Hi,
I am running the very short macro below to retrieve the number of events passing the .Filter().Define() commands from a large TNtupleD with many columns:
#include <iostream>
#include <fstream>
#include <string>
#include <cstdio>
#include "TStopwatch.h"
int ntuple2pos_rdf_report(){
TStopwatch timer;
timer.Start();
std::ofstream partview;
partview.open( "toto.pos" );
ROOT::EnableImplicitMT();
// Input rootfile (24 GB) and TNtupleD names
auto fileName = "23Mg1p_N100000_R5.0_E0.25_MC10_NBNN_P1_T300.0_Euler_NBodyNN_He_1.000000.root";
auto treeName = "ParticleData";
// RDataFrame from tree with default variable name for the time
ROOT::RDataFrame rdf(treeName, fileName, {"t"});
// Sets cut and new variable definition
auto rdf2 = rdf.Filter("t > -10 && t < 10", "Cut") // <- no column name specified here, "t" taken as default!

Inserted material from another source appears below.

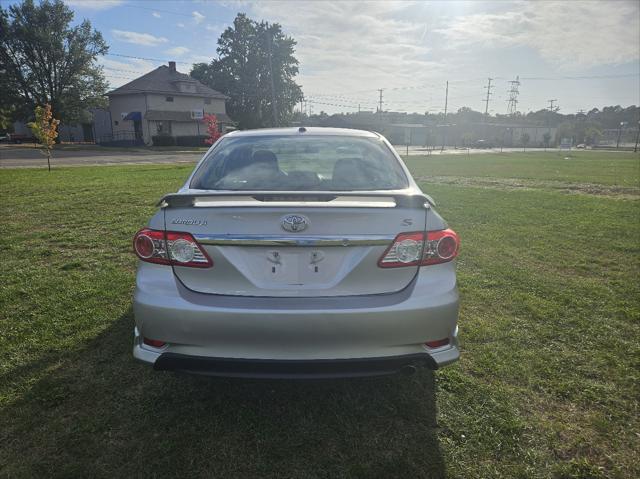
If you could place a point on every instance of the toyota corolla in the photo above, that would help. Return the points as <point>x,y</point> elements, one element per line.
<point>300,253</point>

.Define("v", "sqrt(vx*vx+vy*vy+vz*vz)");
// Loops over rows and store in ASCII file
rdf2.Foreach( [&partview] (double xi, double yi, double zi, double vi)

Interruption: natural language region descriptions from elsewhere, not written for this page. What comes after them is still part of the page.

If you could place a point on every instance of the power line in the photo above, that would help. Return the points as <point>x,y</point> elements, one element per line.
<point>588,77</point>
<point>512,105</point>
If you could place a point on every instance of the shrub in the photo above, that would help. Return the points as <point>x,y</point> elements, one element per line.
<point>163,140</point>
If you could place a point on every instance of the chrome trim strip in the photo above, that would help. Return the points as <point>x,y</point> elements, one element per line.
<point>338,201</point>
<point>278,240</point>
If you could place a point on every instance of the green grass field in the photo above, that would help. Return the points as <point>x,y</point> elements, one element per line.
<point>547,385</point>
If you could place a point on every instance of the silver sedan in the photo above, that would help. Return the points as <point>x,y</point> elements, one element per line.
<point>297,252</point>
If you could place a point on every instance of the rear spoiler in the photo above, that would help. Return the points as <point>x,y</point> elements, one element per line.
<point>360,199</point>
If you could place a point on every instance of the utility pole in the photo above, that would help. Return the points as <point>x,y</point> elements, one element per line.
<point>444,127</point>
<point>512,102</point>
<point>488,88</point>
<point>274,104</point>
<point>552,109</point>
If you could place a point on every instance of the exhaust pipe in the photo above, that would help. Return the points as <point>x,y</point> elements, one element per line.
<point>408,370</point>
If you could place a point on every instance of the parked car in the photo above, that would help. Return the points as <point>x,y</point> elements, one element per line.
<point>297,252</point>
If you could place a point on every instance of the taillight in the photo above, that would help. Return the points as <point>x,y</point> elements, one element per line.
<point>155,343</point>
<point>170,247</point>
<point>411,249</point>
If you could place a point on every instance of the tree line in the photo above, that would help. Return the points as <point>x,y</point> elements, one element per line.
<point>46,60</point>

{ partview << "SP(" << xi << ", " << yi << ", " << zi << "){" << vi << "};" << std::endl;},
{"x", "y", "z", "v"} );
// auto nevts = rdf2.Count(); std::cout << "Particles left : " << *nevts << std::endl;
// auto allCutsReport = rdf.Report();
// // We can now loop on the cuts
// std::cout << "Name\tAll\tPass\tEfficiency" << std::endl;
// for (auto &&cutInfo : allCutsReport) {
// std::cout << cutInfo.GetName() << "\t" << cutInfo.GetAll() << "\t" << cutInfo.GetPass() << "\t"
// << cutInfo.GetEff() << " %" << std::endl;
// auto nevts = cutInfo.GetPass();
// partview << "Particles left : " << nevts << std::endl;
// }
partview.close();
timer.Stop();
printf("RT = %7.3f s CPU = %7.3f s\n", timer.RealTime(), timer.CpuTime());
return 0;
}
ntuple2pos_rdf_report.C (1.9 KB)
When I uncomment either line 37 (for .Count() function call) or lines 39 to 47 (for .Report() and cut information retrieval) it doubles the computing time.

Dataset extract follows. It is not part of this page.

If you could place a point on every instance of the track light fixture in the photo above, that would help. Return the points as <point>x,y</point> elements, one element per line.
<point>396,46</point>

I would think the .Foreach() command at line 32 would store this information somewhere in the RDataFrame structure as this Foreach() command has already processed the whole data and applied the filter/cut.
Perhaps am I giving the list of commands in a someway weird order ?
Thanks for any help.
Please read tips for efficient and successful posting and posting code
_ROOT Version: 6.24
_Platform: Linux Ubuntu 20.04.3 LTS
_Compiler: gcc 9.3.0